During the lab’s transition, the state Health Department has outsourced several of its tests.
In February, the Public Health Lab started to outsource some tests to private labs as well as a public health lab in Minnesota because of staff shortages and its transition to Stillwater, Oklahoma Watch reported. Among the outsourced tests were those for E. coli, meningitis and salmonella.
Those tests are expected to resume in Oklahoma on July 1, the department has said.
In March, the state announced it would temporarily contract with a lab in Pennsylvania for the state’s newborn screening, a blood test that identifies rare diseases that can cause disability, death or serious health issues if not treated quickly.
The outsourcing to PerkinElmer Genomics came after Kayser identified inconsistencies in the testing and discovered the Public Health Lab had not been adequately screening for a rare metabolic disorder, Tyrosinemia Type 1, health officials told reporters at the time. The state’s Public Health Lab will be able to resume that testing June 1, the news release states.

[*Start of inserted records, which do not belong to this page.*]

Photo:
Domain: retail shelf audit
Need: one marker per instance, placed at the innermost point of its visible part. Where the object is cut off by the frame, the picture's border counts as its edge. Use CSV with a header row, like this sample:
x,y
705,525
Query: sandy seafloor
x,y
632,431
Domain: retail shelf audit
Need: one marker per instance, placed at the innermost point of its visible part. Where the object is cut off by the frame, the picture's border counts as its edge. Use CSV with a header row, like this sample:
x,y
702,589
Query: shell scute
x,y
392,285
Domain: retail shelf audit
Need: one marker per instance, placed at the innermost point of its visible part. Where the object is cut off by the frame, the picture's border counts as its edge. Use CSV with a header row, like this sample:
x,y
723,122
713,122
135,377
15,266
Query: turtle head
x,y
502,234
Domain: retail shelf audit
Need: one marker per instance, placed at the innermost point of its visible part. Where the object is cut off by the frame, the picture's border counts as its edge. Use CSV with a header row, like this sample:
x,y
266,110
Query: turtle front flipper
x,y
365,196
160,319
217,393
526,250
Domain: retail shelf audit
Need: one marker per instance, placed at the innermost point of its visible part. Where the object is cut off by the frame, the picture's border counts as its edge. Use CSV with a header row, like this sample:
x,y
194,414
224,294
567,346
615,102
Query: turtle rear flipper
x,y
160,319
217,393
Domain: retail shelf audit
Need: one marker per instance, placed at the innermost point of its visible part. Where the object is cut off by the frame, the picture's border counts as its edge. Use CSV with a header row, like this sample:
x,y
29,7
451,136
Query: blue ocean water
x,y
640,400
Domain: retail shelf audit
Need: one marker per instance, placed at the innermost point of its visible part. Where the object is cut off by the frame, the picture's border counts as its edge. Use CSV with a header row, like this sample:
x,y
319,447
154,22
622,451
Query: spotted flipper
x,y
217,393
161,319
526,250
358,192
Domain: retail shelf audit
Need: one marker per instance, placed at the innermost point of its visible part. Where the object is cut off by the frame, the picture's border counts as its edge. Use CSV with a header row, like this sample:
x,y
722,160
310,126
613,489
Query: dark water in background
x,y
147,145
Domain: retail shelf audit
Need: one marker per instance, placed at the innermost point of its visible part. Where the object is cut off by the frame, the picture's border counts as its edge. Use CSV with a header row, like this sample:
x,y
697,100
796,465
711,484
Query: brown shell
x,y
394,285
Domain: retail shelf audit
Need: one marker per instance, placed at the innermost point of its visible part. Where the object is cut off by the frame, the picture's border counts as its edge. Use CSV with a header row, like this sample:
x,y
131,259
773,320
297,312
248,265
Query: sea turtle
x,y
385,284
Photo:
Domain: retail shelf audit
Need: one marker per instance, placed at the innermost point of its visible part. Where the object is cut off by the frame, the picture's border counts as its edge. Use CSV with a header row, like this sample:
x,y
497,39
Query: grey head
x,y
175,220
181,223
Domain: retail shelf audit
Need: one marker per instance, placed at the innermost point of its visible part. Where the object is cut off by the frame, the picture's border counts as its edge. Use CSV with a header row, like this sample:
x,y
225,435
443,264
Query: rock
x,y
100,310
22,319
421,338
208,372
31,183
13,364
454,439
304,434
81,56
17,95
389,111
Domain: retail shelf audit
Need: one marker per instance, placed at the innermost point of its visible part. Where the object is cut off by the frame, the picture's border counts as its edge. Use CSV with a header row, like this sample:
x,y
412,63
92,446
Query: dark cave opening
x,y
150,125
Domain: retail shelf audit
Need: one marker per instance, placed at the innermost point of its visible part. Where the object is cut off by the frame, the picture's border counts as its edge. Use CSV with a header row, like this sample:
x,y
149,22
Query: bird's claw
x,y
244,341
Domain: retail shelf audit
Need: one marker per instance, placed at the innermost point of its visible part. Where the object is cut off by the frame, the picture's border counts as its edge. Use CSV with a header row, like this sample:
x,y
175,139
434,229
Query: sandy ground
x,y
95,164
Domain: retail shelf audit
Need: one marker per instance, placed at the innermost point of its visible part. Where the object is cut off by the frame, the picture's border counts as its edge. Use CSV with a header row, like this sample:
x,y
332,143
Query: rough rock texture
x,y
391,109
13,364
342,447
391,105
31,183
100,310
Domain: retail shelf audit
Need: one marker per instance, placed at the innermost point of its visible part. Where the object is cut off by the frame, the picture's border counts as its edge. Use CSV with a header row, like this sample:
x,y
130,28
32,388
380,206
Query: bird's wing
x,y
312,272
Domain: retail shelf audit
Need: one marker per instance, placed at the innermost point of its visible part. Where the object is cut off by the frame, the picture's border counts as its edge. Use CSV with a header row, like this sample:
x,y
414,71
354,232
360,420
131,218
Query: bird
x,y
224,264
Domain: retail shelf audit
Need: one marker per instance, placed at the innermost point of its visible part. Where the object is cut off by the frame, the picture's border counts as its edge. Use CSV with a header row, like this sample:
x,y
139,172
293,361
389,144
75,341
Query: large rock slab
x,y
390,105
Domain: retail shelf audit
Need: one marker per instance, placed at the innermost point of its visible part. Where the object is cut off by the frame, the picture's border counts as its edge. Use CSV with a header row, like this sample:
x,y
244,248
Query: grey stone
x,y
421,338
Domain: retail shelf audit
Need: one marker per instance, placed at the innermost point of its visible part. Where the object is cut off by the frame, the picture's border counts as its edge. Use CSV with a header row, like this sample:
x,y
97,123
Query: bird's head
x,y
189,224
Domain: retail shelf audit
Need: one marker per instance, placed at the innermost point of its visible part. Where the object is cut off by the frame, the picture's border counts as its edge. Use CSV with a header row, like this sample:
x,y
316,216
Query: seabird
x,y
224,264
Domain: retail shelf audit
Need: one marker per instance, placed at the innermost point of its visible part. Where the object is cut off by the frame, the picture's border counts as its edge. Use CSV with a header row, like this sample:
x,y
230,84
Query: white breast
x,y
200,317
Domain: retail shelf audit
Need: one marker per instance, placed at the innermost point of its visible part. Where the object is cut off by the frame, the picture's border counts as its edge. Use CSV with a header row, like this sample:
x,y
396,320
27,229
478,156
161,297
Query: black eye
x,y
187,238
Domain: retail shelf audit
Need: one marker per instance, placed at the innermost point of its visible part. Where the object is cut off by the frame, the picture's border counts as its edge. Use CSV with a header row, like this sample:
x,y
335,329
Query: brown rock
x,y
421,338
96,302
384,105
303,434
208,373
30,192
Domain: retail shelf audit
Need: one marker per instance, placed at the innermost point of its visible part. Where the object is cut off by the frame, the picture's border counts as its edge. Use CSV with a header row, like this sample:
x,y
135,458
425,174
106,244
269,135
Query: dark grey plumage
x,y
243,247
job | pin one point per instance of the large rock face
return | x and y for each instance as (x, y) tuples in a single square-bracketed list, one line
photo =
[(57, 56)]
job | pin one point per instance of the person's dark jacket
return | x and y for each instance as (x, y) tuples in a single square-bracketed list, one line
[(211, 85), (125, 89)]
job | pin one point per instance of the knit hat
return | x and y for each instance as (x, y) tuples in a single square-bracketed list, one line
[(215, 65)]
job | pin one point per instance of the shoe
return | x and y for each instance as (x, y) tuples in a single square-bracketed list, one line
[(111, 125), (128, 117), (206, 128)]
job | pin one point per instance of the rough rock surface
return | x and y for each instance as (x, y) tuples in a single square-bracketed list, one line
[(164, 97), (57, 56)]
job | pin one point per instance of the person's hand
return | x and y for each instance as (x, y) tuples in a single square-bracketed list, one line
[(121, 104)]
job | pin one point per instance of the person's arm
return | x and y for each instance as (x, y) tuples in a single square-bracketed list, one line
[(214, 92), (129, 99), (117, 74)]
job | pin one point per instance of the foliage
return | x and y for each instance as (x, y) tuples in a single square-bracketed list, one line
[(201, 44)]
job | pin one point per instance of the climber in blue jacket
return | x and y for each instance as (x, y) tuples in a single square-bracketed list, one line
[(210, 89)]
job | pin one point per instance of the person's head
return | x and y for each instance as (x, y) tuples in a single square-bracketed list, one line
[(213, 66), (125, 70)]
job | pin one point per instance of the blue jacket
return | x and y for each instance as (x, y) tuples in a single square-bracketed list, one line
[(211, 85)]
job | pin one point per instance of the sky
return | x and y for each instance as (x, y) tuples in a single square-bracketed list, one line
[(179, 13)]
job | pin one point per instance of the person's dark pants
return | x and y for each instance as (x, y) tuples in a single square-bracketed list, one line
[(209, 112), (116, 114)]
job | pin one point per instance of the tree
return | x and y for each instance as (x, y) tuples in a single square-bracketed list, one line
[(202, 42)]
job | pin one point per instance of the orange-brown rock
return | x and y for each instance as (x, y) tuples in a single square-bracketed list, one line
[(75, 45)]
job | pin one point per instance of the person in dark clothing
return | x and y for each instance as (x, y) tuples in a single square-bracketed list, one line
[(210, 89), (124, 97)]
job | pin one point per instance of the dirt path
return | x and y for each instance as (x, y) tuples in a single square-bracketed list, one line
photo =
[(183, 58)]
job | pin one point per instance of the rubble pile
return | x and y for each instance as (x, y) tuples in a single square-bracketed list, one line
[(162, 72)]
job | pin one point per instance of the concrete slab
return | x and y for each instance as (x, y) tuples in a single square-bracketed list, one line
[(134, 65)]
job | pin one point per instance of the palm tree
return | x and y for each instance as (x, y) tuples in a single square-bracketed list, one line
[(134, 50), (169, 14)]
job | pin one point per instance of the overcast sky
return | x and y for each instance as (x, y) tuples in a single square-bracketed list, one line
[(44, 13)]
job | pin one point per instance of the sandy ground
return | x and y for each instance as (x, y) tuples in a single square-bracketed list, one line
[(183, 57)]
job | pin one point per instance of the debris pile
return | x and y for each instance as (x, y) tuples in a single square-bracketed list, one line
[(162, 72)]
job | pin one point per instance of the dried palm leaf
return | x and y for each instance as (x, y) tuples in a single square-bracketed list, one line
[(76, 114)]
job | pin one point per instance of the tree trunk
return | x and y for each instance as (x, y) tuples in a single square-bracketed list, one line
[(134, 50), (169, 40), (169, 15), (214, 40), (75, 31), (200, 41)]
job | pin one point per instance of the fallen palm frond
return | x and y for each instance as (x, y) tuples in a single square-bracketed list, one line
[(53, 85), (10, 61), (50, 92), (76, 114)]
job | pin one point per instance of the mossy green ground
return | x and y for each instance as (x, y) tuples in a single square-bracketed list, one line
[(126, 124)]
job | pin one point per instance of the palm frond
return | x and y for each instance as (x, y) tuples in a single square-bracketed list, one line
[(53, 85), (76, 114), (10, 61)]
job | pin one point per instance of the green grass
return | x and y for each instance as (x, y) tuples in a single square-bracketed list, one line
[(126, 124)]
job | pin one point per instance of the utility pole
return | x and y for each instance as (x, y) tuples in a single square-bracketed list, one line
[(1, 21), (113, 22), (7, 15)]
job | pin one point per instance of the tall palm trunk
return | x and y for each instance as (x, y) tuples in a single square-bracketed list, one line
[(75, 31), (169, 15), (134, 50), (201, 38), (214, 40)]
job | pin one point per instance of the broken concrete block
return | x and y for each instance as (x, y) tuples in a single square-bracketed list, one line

When the testing begins in Stillwater, the lab will be able to test for four additional disorders, bringing the total number of tests the lab can conduct to 61.
Testing for the coronavirus, rabies and sexually transmitted infection are still being completed at the old Public Health Lab in Oklahoma City, officials said in a news release earlier this week.
Coronavirus and STI testing are expected to move to Stillwater on June 1, and rabies testing will begin there Aug. 1.
Genomic sequencing on COVID-19 samples, which can detect mutations or variants in the virus, is currently being done in Stillwater.
Clarification 5/21/2021: A previous version of this story stated some of the lab’s work was temporarily done out of a trailer. Though the mobile lab will be used for that purpose, it won’t arrive in Oklahoma until the fall.